We evaluated forecasts made across 7701 forecast targets, a combination of forecast horizon (7 or 14 days), forecast date (30 total) and Trust (129 until 24 January 2021; then 128 until 14 March 2021; then 127 until the end of April 2021). To fully evaluate model performance, we evaluated forecast performance in the following scenarios:

  1. 1.

    Overall:

    1. a.

      By forecast horizon;

    2. b.

      By target;

  2. 2.

    By forecast date, split by forecast horizon;

  3. 3.

    By Trust, split by forecast horizon.

In scenario 1a, we report empirical coverage by forecast horizon, mean sharpness, mean AE and rWIS. In scenario 1b, we simply report the distribution of model rankings over all 7701 targets as determined by the rWIS. In scenarios 2 and 3, we report the mean AE and rWIS by forecast date and Trust, respectively.
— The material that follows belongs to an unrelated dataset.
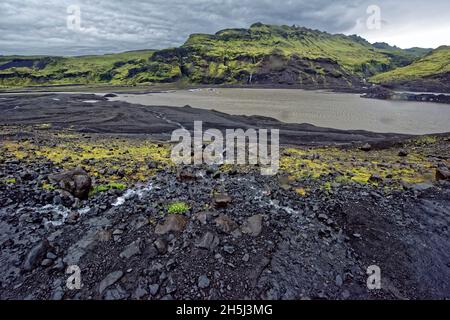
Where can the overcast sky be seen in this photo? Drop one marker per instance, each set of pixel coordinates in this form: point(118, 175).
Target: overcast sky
point(40, 26)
In all scenarios, we choose to report rWIS over the sWIS so that the performance of the baseline model, and how that changes across horizons/dates/locations, can be explicitly included.

Value of perfect knowledge of future COVID-19 cases

For models that use forecasted COVID-19 cases to forecast hospital admissions, forecast performance is affected by both the structure of the admissions forecasting model and the quality of the case forecasts (which are made independently of the admissions forecasts and do not form part of this study). Models that use forecast cases to forecast admissions are the ARIMA regression for forecast horizon h > 7, and the convolution model and mean-ensemble for all forecast horizons. To evaluate the performance of the admissions models only, we conducted a retrospective study where the relevant models (noted above) used future observed, rather than forecast, COVID-19 cases to forecast hospital admissions; this represents a best-case scenario for these models, as using future observed cases throughout is equivalent to making a perfect case forecast with no uncertainty.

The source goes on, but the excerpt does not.